St. Jerome is not looking long for this world as he handles a crucifix and a skull. (Both Jerome and the skull have my hairline.) He is thought to have lived into his mid- to late 70s and looks it, or worse here. 

Jusepe de Ribera, 1646

 

 

 

 

Actually, he appears more than once in the Sternberg, with the Ribera capturing “all the details of the old man’s body.” Some of which, I recognize all too well.

Giovanni Battista Tiepolo, ca.1755
 

 

 

On a lighter note we have Tiepolo’s “luminous” Bust of an Old Man. 

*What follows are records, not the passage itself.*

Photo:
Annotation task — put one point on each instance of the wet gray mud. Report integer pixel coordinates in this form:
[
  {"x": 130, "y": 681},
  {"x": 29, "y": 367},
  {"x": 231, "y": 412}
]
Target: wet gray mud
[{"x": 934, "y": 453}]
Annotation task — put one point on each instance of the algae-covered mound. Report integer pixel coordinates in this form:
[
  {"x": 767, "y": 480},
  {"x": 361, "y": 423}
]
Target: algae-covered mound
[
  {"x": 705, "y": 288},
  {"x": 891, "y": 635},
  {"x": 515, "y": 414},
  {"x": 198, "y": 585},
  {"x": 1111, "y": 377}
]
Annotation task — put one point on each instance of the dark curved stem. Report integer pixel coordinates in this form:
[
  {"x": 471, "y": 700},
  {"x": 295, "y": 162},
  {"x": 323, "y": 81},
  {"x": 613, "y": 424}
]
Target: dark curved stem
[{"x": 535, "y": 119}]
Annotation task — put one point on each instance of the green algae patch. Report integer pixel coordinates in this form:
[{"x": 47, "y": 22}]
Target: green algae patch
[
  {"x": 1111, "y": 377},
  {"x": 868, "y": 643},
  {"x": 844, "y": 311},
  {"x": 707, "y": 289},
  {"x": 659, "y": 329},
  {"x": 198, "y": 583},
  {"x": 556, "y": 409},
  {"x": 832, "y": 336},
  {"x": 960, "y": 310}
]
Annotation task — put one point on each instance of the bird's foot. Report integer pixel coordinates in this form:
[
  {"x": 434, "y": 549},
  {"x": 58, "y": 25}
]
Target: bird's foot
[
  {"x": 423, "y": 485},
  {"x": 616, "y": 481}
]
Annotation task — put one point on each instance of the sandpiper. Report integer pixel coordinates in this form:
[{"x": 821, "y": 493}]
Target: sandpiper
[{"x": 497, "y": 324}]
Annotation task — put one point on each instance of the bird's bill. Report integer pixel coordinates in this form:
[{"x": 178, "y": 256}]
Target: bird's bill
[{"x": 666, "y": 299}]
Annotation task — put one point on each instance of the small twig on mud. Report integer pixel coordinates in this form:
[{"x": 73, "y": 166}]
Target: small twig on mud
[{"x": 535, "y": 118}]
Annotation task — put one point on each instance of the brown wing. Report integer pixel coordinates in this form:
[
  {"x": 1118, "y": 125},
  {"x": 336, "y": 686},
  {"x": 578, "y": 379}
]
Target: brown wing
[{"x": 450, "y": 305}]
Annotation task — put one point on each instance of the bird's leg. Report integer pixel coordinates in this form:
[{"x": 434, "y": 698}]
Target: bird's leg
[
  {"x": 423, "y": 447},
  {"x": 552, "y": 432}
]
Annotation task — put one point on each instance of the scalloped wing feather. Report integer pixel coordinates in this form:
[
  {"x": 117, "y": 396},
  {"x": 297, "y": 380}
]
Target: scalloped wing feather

“Tiepolo’s character heads of old men—often depicted with Oriental stylisation—were originally created as study materials but soon became so popular with collectors that the painter even bought them back to meet demand.” Imagine that. A world in which bald and bearded old goats in exotic headwear were a thing.


 

Jan Miensze Molenaer, mid-1600s

 

Or there’s the tippling peasant senior modeling and encouraging all sorts of questionable behaviors in the dark of a bar. Under the title of an old Dutch proverb, As the Old Sing, So Pipe the Young, we corrupted elders entail our corruption unto the following generations.

 

 

 

And as winter approaches, the last detail of Allegory of Four Seasons and Human Ages, dapper old fellow shares a meal and a brazier with his beloved, probably an art history major.

Simon De Vos, 1635

All of which is to say that even amidst the the tyranny and the mortality or our own times, we can seek and find a little truth, a little beauty, the warmth of companionship, and good humor. We must.